Sceneggiatori francesi e un regista francese hanno girato un film pienamente italiano nella produzione e nella concezione, uno tradizionale e molto ancorato a ciò che più di tutto produciamo: storie di riconquista di un’autenticità perduta, nel sud Italia. In questo caso si parla delle classiche due solitudini che si incontrano, due personaggi paralleli da manuale di sceneggiatura che in modi diversi sono intrappolati da regole da cui desiderano fuggire se solo ne avessero il coraggio. 

Lui è il figlio di una famiglia di coltivatori di cedri che li ha sempre venduti ad una comunità di ebrei ortodossi e continua a farlo, rispettando le regole impartite dalle generazioni precedenti. Ha rinunciato a tutto, ad una vita a Roma e anche alla famiglia, per continuare la tradizione. Lei viene dalla comunità ortodossa ed è prigioniera in una religione in cui non crede più, almeno non così tanto da rispettarne i dettami ortodossi. Nel meridione contadino fantasioso in cui la cura della terra è presentata come una pratica curativa piena di gioia, balli canti e felicità, mai come una fatica, i due si incontrano e non senza resistenze stabiliscono una forma di strana comunicazione in incognito tramite un forum online (!).

Di cosa parla davvero Alla vita? Di eredità familiari che creano mondi di regole di cui si rimane prigionieri malvolentieri? Di come ci si muove in questi spazi? Delle prigioni dell’anima? Forse di un ritorno ALLA VITA come dice il titolo? Qualsiasi sia la risposta che ogni spettatore può darsi Stéphane Freiss (il regista) non riesce a centrarla e Alla vita rimane un abbozzo di film più che un film vero. La cosa è tanto più fastidiosa quanto è evidente che le persone coinvolte funzionerebbero. La coppia di poche parole formata da Riccardo Scamarcio e Lou de Laâge (un’abbonata ai film di religiosità dura e pura dopo Agnus Dei) funziona e anzi sembra di capire che la loro recitazione, proprio perché di poche parole, abbia possibilità di racconto molto più ampie della sceneggiatura o della regia standardizzata e pavida di Freiss.

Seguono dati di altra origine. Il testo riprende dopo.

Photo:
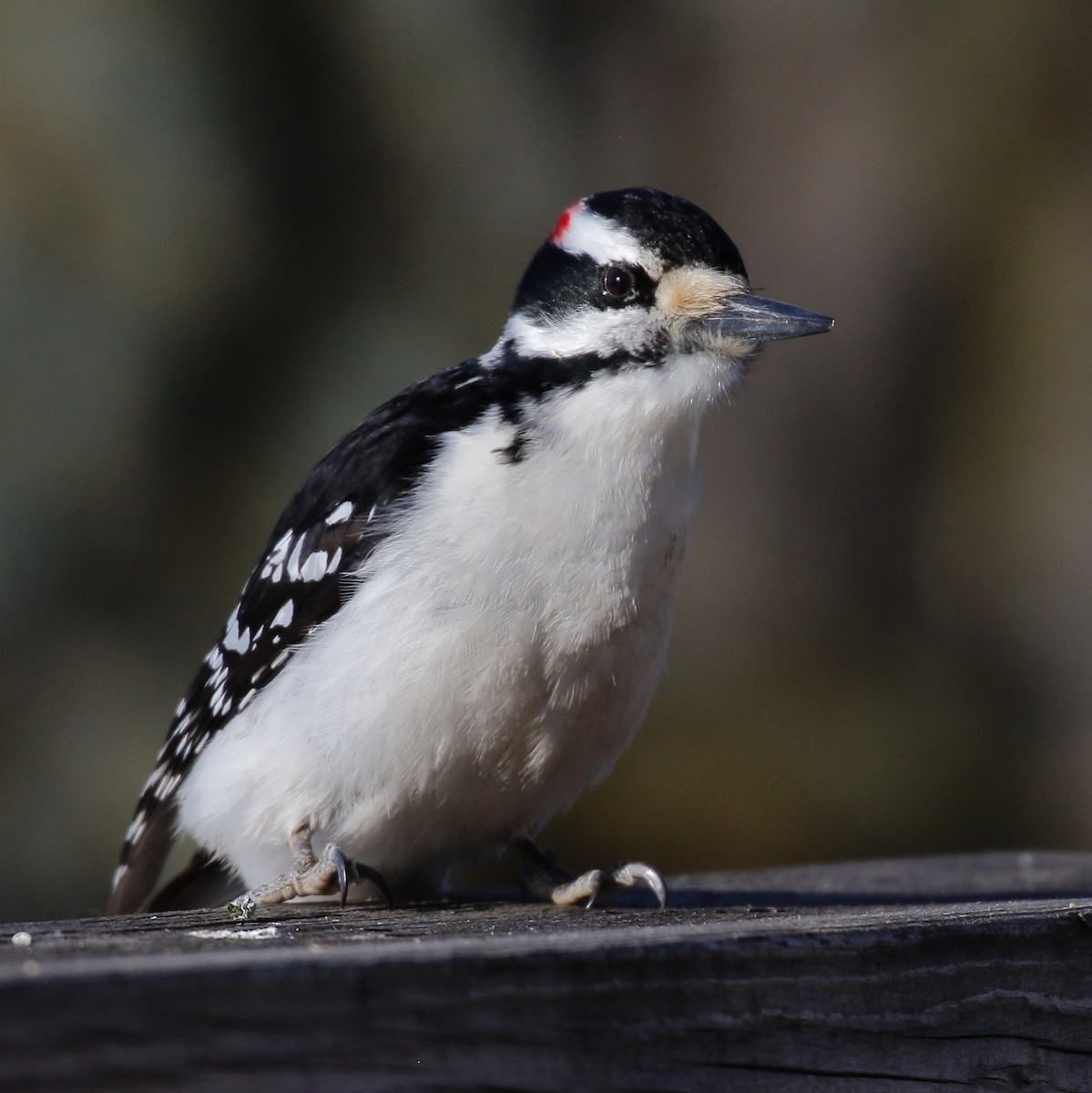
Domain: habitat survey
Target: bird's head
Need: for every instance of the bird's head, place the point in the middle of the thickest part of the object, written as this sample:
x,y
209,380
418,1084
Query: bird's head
x,y
640,274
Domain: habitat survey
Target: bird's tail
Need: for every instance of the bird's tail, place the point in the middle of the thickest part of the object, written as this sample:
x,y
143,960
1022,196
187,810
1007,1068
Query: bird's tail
x,y
147,844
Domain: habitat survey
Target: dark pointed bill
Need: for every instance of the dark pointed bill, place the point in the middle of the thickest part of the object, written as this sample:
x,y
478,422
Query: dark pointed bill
x,y
758,320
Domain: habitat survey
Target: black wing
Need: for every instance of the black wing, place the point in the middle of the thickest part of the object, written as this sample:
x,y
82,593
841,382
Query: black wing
x,y
329,529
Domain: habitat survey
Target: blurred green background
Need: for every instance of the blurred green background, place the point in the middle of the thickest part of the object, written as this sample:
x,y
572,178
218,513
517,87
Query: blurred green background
x,y
229,230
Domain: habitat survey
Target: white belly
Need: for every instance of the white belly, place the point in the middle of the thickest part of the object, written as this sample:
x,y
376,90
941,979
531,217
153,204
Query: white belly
x,y
497,656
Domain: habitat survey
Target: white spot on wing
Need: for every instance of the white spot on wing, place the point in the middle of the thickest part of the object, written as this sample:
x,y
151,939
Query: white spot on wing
x,y
314,567
342,512
293,563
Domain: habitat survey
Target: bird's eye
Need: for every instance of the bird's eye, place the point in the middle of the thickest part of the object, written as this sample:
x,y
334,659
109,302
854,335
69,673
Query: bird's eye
x,y
617,282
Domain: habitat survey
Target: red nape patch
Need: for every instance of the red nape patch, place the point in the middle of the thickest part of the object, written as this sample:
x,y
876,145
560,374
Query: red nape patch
x,y
562,227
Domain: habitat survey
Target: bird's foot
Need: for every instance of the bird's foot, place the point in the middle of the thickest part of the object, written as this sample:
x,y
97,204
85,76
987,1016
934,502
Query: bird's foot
x,y
311,875
541,878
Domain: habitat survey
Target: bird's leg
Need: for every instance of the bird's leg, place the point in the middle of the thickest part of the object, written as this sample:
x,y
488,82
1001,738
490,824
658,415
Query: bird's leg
x,y
310,875
541,878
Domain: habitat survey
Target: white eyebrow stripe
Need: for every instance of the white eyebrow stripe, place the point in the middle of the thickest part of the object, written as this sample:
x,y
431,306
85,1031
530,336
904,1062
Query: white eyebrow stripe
x,y
602,241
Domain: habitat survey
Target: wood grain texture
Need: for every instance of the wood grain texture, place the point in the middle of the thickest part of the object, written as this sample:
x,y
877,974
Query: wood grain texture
x,y
970,972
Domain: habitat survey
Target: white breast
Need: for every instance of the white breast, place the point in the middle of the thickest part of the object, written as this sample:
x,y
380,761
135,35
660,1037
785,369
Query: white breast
x,y
498,653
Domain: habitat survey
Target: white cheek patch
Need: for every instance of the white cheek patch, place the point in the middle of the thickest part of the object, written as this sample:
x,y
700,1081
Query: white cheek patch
x,y
582,333
586,233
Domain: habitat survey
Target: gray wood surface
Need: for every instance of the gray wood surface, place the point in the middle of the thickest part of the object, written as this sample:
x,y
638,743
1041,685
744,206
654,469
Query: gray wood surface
x,y
967,972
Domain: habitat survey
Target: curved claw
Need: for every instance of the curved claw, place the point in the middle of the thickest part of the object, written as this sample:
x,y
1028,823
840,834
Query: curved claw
x,y
354,872
628,874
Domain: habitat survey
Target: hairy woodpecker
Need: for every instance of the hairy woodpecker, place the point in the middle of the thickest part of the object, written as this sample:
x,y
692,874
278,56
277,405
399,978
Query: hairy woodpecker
x,y
458,621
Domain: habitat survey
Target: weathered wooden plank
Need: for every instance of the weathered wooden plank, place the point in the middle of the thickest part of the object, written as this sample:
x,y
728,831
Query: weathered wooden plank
x,y
879,976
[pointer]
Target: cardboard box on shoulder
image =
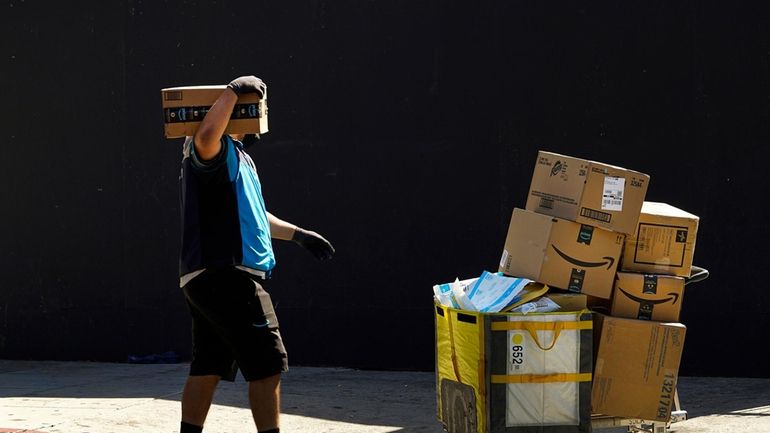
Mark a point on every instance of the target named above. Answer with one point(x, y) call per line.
point(647, 296)
point(636, 367)
point(587, 192)
point(663, 242)
point(185, 107)
point(561, 253)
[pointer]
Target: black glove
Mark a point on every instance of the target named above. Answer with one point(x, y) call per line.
point(313, 242)
point(248, 84)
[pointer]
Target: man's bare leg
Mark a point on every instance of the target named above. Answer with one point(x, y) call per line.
point(197, 397)
point(265, 402)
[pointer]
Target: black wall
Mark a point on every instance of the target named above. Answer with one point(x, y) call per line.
point(405, 132)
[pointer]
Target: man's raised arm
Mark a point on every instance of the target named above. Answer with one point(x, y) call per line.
point(208, 136)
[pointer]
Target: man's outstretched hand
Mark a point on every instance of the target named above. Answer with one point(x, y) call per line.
point(313, 242)
point(248, 84)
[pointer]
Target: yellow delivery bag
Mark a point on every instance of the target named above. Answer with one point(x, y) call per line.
point(513, 373)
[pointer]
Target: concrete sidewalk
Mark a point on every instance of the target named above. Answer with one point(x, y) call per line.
point(79, 397)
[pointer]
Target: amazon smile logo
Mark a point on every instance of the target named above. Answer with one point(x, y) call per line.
point(609, 261)
point(674, 296)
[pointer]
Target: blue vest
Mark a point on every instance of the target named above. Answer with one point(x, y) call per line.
point(224, 221)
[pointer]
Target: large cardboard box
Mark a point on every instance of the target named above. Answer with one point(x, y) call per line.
point(185, 107)
point(663, 242)
point(636, 367)
point(587, 192)
point(561, 253)
point(647, 296)
point(513, 373)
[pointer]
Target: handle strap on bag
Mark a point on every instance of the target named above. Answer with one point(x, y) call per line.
point(455, 367)
point(532, 327)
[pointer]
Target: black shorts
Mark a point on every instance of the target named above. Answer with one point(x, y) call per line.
point(233, 326)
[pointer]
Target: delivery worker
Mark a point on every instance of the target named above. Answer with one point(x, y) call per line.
point(225, 261)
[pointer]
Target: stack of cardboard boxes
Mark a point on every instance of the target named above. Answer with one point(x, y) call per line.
point(588, 233)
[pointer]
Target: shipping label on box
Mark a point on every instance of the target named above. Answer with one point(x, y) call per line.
point(561, 253)
point(637, 367)
point(185, 107)
point(647, 296)
point(587, 192)
point(663, 243)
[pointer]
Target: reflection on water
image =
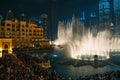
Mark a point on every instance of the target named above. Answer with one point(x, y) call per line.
point(74, 72)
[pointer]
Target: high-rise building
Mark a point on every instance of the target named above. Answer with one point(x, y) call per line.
point(22, 33)
point(104, 14)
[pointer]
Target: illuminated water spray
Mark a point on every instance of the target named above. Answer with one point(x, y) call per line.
point(83, 43)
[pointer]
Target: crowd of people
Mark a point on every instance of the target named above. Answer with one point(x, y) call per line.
point(26, 67)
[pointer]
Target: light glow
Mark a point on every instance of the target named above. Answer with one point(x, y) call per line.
point(83, 43)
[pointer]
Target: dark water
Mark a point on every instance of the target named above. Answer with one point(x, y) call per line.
point(74, 72)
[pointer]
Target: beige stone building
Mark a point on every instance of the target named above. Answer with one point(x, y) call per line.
point(22, 33)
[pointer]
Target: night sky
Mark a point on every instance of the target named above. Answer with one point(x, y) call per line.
point(34, 8)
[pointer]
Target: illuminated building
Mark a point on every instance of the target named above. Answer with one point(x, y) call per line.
point(5, 46)
point(22, 33)
point(104, 13)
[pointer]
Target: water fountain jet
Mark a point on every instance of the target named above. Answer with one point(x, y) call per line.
point(83, 43)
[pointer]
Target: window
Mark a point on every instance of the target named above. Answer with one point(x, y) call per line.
point(8, 25)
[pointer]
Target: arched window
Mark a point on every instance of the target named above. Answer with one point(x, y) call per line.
point(6, 46)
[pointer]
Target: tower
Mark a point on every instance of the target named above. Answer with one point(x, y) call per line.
point(10, 15)
point(22, 17)
point(44, 23)
point(117, 16)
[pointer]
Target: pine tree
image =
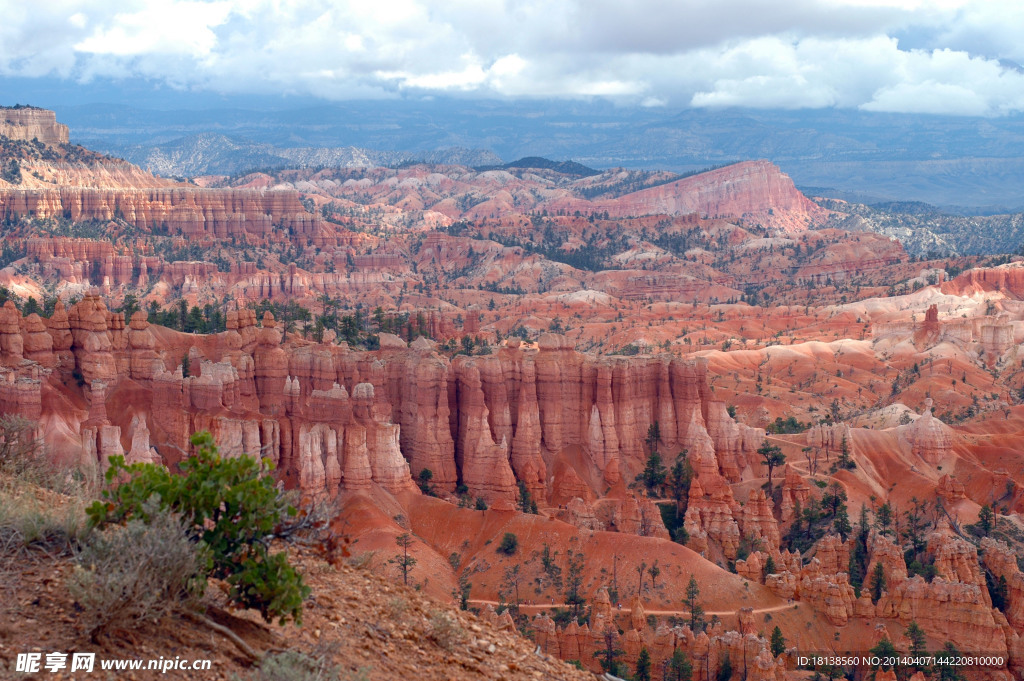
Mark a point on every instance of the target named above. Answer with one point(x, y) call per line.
point(878, 582)
point(884, 519)
point(643, 666)
point(404, 561)
point(573, 583)
point(679, 479)
point(696, 611)
point(772, 457)
point(985, 519)
point(777, 641)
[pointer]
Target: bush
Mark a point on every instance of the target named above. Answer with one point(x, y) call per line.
point(137, 572)
point(509, 545)
point(295, 666)
point(230, 506)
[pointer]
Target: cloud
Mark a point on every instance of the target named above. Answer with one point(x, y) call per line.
point(897, 55)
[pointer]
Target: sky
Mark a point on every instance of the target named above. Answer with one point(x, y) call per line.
point(956, 57)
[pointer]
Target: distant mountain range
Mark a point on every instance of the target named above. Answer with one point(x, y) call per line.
point(972, 163)
point(215, 154)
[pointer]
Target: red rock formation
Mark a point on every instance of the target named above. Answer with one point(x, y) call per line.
point(950, 490)
point(89, 322)
point(796, 493)
point(998, 558)
point(755, 189)
point(930, 438)
point(37, 343)
point(11, 344)
point(758, 522)
point(31, 123)
point(187, 211)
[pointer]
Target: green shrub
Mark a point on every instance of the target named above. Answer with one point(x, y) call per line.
point(229, 505)
point(296, 666)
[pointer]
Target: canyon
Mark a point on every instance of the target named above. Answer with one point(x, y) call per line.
point(599, 366)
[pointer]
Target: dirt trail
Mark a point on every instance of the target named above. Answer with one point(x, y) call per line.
point(545, 606)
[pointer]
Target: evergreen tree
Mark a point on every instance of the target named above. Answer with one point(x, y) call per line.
point(643, 666)
point(653, 436)
point(845, 460)
point(573, 583)
point(653, 474)
point(680, 478)
point(878, 582)
point(526, 503)
point(724, 669)
point(915, 635)
point(425, 476)
point(985, 519)
point(777, 641)
point(772, 457)
point(404, 561)
point(947, 671)
point(884, 519)
point(696, 611)
point(608, 656)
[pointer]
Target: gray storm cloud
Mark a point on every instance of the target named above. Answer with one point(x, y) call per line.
point(893, 56)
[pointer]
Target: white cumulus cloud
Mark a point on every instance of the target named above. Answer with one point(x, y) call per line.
point(942, 56)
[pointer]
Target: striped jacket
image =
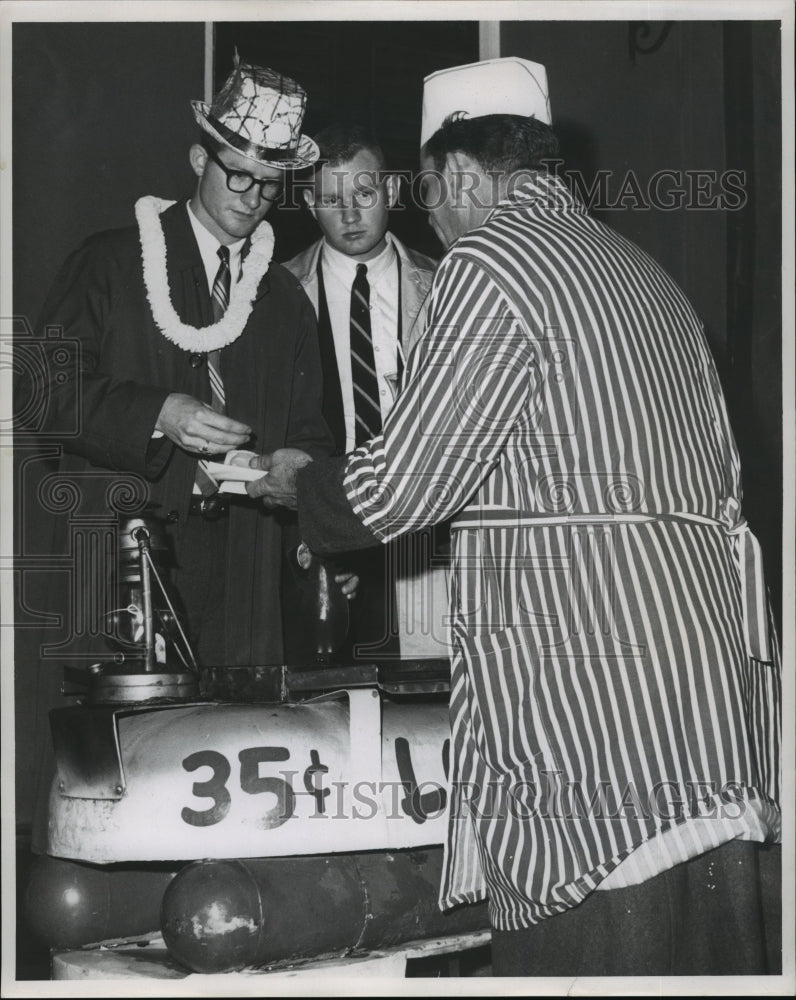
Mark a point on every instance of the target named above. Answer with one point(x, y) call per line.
point(613, 678)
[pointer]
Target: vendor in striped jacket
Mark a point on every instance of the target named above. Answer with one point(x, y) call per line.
point(615, 692)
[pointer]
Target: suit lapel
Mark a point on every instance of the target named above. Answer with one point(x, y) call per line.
point(187, 279)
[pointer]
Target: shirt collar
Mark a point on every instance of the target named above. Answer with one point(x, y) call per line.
point(208, 248)
point(540, 189)
point(345, 268)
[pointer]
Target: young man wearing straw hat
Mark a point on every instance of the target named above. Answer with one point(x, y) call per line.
point(615, 690)
point(194, 342)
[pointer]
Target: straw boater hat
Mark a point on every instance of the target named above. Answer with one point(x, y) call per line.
point(493, 87)
point(258, 113)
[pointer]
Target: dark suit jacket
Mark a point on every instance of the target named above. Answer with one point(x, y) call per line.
point(127, 369)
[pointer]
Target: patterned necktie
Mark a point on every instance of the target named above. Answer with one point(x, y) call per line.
point(219, 299)
point(363, 365)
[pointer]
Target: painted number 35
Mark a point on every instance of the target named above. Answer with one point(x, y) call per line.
point(215, 787)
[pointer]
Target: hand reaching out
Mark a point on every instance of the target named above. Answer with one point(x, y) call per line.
point(278, 487)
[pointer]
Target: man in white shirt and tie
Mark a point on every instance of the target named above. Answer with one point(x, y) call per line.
point(368, 290)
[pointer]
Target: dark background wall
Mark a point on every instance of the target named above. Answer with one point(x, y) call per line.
point(101, 116)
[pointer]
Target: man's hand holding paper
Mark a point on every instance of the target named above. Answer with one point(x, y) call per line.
point(278, 487)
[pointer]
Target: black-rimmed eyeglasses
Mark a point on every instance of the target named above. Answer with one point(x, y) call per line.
point(240, 181)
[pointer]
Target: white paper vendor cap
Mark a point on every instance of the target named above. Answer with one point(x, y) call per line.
point(509, 86)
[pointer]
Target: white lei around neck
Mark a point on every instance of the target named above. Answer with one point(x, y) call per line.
point(230, 326)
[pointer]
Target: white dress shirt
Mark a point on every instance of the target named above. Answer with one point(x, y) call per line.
point(208, 248)
point(339, 272)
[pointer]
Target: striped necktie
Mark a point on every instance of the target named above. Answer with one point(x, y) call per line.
point(363, 365)
point(219, 299)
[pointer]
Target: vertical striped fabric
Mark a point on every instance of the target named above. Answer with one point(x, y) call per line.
point(602, 691)
point(367, 409)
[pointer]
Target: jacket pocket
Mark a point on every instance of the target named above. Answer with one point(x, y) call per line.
point(501, 672)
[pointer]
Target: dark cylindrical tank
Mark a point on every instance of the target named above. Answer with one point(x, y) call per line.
point(69, 905)
point(222, 916)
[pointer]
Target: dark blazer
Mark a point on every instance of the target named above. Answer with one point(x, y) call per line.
point(127, 369)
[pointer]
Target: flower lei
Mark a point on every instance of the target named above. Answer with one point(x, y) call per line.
point(231, 324)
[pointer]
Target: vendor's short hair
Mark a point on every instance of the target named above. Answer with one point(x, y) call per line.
point(340, 143)
point(502, 143)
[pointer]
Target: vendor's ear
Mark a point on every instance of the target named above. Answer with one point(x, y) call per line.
point(309, 200)
point(197, 156)
point(392, 184)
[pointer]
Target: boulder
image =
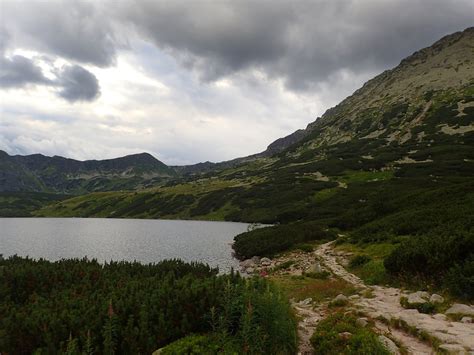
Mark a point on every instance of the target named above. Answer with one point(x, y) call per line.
point(440, 316)
point(459, 308)
point(388, 344)
point(315, 268)
point(265, 262)
point(340, 300)
point(345, 335)
point(362, 322)
point(453, 348)
point(305, 302)
point(256, 260)
point(419, 297)
point(435, 298)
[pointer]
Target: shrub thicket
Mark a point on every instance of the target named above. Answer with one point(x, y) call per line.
point(79, 306)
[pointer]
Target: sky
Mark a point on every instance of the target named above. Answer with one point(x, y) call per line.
point(196, 80)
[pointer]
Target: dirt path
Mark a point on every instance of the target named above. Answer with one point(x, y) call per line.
point(386, 303)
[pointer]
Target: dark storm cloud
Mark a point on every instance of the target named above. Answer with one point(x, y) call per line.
point(18, 71)
point(77, 30)
point(77, 84)
point(302, 42)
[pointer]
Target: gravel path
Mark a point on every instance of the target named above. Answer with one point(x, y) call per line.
point(456, 337)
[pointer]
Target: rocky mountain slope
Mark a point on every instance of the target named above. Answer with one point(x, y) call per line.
point(409, 130)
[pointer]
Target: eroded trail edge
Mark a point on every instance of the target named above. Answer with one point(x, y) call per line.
point(384, 304)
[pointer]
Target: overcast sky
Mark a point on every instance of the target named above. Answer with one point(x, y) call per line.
point(190, 81)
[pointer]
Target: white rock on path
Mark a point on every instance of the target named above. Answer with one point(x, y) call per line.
point(436, 298)
point(462, 309)
point(389, 344)
point(453, 348)
point(418, 297)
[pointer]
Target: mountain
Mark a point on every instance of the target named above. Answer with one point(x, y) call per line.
point(39, 173)
point(408, 131)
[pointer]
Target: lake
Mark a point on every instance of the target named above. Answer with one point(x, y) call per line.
point(120, 239)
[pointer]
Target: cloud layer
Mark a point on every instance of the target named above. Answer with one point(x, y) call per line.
point(194, 80)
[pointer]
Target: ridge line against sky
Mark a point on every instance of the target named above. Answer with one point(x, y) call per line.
point(191, 81)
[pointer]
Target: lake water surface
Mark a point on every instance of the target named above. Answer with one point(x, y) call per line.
point(120, 239)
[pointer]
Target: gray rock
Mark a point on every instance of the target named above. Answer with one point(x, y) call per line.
point(315, 268)
point(340, 300)
point(440, 316)
point(256, 260)
point(459, 308)
point(265, 262)
point(435, 298)
point(418, 297)
point(345, 335)
point(453, 348)
point(362, 322)
point(388, 344)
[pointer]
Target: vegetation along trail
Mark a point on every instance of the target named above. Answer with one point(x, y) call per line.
point(405, 326)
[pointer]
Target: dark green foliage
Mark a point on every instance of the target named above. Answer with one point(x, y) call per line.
point(21, 204)
point(122, 307)
point(359, 260)
point(327, 339)
point(192, 345)
point(444, 259)
point(271, 240)
point(460, 279)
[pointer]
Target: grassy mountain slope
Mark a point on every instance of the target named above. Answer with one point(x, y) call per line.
point(391, 165)
point(39, 173)
point(407, 131)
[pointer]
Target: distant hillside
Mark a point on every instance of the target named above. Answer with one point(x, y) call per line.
point(39, 173)
point(408, 131)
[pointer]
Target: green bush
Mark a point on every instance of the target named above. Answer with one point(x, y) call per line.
point(425, 307)
point(307, 248)
point(441, 259)
point(56, 307)
point(460, 279)
point(192, 345)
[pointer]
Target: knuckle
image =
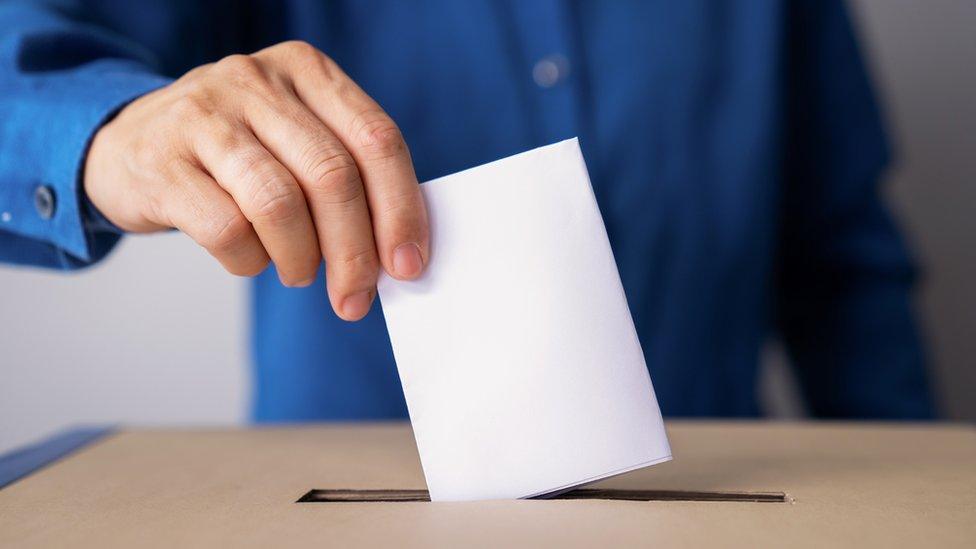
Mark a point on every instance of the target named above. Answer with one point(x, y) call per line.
point(197, 105)
point(228, 235)
point(239, 66)
point(334, 177)
point(379, 137)
point(299, 48)
point(277, 200)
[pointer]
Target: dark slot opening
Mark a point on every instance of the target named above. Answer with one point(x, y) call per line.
point(367, 496)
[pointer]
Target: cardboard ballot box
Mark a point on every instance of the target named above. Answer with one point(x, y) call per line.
point(730, 484)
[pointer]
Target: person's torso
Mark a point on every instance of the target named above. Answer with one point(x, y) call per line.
point(676, 105)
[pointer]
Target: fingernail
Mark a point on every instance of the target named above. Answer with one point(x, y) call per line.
point(356, 306)
point(407, 262)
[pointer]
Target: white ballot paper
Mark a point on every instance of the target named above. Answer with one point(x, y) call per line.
point(518, 356)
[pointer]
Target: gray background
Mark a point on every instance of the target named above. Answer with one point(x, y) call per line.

Ci saranno tutte le scene che è lecito prevedere dallo sguardo verso l’orizzonte che suggerisce un mutamento, fino al delicato incontro che non diventa carnale, fino addirittura al più classico dei vestiti rossi (come la passione) che, indossato, certifica la caduta delle barriere e l’adesione ad una vita più autentica in contatto con il proprio intimo sentire. Una redenzione che viene dalla vita contadina, ovviamente.